The story, in which General Stanley McChrystal, the Commander of U.S. Forces in Afghanistan, calls Obama and members of his administration icky names, also “looks at the policy in much greater detail, and points out some of the flaws and assumptions in the counterinsurgency strategy,” said Dana. “I think that’s what we should be discussing.”
But why do that, when the lowbrow stuff is so much more fun?
Hastings, a young, ambitious reporter, was granted unanticipated access to McChrystal, and happened to be with the General in Paris when his entire operation was grounded for a few days because of the erupting volcano in Iceland.
“Michael just stayed, and they didn’t seem to mind much having him around,” said Dana, pointing out that most of the controversial comments actually took place within the first 24 hours of Hastings’s time with the troops. “It wasn’t like being there for those five days revealed all this stuff. It happened pretty quickly.”
To Dana, the “huge and disquieting” questions raised in the article—like whether it’s possible for America to rebuild Afghanistan from the ground up, fight the bad guys, build a new government, and win the hearts and minds of the people—are very depressing.

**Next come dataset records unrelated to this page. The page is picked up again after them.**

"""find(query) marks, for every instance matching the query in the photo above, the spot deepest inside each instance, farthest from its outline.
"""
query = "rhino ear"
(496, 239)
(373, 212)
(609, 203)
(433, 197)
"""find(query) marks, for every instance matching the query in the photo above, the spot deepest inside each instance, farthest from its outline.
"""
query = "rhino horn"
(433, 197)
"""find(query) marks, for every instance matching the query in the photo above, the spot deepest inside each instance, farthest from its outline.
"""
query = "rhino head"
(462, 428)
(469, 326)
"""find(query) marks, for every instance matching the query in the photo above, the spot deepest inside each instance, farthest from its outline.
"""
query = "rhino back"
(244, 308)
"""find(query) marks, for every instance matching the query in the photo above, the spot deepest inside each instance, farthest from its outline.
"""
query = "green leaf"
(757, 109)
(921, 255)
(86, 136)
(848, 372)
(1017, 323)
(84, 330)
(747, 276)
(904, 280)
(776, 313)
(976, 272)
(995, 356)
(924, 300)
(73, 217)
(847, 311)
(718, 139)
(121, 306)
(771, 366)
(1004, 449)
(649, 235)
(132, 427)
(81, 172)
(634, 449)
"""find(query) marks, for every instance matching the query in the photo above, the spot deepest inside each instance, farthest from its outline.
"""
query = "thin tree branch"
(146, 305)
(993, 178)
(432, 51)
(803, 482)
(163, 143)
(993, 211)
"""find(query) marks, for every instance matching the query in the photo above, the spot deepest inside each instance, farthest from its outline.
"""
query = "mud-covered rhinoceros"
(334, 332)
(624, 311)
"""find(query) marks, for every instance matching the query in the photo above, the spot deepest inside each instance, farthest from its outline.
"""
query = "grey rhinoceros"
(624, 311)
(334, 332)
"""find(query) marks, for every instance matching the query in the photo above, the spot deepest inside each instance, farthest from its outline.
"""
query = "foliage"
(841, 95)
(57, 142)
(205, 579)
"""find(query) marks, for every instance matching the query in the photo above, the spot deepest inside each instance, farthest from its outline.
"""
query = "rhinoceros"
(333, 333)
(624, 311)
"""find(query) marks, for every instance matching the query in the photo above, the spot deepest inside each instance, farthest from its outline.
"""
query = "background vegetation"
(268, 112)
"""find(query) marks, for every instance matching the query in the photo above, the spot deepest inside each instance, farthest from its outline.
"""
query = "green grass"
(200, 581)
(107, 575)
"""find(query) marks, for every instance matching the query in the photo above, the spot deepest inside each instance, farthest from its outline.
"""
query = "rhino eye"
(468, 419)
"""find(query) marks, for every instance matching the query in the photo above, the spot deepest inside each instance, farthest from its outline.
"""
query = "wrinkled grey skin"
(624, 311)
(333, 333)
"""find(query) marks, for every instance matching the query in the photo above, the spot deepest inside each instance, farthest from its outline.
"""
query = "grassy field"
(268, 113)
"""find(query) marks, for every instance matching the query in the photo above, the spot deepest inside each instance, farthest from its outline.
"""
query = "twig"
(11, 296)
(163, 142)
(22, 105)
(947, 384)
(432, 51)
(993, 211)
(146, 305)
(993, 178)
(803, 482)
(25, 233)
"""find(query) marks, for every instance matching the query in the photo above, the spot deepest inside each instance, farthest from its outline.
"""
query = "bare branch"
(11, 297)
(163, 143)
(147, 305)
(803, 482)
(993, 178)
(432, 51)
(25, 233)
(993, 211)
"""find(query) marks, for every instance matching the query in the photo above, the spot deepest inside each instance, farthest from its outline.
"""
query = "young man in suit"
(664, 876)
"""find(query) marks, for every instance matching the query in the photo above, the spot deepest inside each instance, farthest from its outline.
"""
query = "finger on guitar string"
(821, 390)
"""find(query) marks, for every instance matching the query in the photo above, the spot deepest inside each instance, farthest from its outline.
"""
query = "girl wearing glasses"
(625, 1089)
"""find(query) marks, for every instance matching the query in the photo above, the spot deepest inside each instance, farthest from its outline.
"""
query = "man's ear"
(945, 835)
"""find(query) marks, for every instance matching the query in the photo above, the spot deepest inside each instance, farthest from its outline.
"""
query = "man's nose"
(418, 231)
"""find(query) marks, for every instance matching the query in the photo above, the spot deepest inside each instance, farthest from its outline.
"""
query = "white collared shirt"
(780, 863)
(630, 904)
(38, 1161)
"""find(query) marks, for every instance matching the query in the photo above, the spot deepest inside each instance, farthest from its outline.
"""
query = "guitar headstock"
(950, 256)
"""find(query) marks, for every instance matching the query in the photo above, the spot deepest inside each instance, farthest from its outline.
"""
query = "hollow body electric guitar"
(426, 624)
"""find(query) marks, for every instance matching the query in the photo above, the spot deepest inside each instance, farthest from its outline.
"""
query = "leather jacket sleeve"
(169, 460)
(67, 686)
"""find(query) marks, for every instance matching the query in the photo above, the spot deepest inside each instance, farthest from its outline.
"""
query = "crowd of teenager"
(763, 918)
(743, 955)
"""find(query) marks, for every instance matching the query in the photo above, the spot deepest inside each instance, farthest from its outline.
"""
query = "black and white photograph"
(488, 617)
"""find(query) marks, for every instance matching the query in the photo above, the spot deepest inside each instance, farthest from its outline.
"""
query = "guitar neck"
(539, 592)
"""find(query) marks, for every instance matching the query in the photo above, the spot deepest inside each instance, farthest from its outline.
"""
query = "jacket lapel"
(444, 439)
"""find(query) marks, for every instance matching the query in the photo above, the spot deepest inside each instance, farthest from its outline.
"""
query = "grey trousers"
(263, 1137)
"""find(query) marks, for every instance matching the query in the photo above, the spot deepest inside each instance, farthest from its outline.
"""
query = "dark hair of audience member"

“In practice, it’s a very messy business,” he said of America’s strategy in the country. Another question raised in the article focuses on rules of engagement, which soldiers described as being “so circumscribed that they can’t defend themselves,” Dana added.
“They end up pulling back into their billets rather than going out and patrolling, because they almost don’t want to encounter hostile forces, because they’re going to have to shoot them,” said Dana. “But if they shoot them, they’re going against the counterinsurgency strategy.”
Hastings notes in his piece that the last person to do anything successfully under these kinds of conditions in Afghanistan was Genghis Khan. “I’m not sure the peace side of the Genghis operation was very robust,” Dana joked.
He maintained that all the comments made in the article—whether by McChrystal himself or by his aides—are accurate, and that nobody has said otherwise. As for whether Hastings ever sat down the McChrystal to establish ground rules, Dana said, “I’m not sure the guy even sits. He’s just going and you just kind of try to keep up with him. I think he knew what he was doing.”
Some of the scenes in The Runaway General take place when the reporter and McChrystal’s aides were out drinking, but Dana assured Imus these “sophisticated operators” knew what they were doing and saying.
While much of the focus will be on McChrystal’s future as as result of this article, Dana thinks other points are more resonant. “Is this war something we should be fighting, that we can win?” he said. “Is this limitless, boundless strategy the thing we should be employing, or should it be, like Biden is saying, a much more focused, counterterrorism strategy?”
He senses that people like McChrystal, General David Petraeus, and Defense Secretary Robert Gates, talked Obama into adopting this strategy. This did not surprise the I-Man, who said, “The President probably figured, I don’t know what I’m doing, maybe they do.”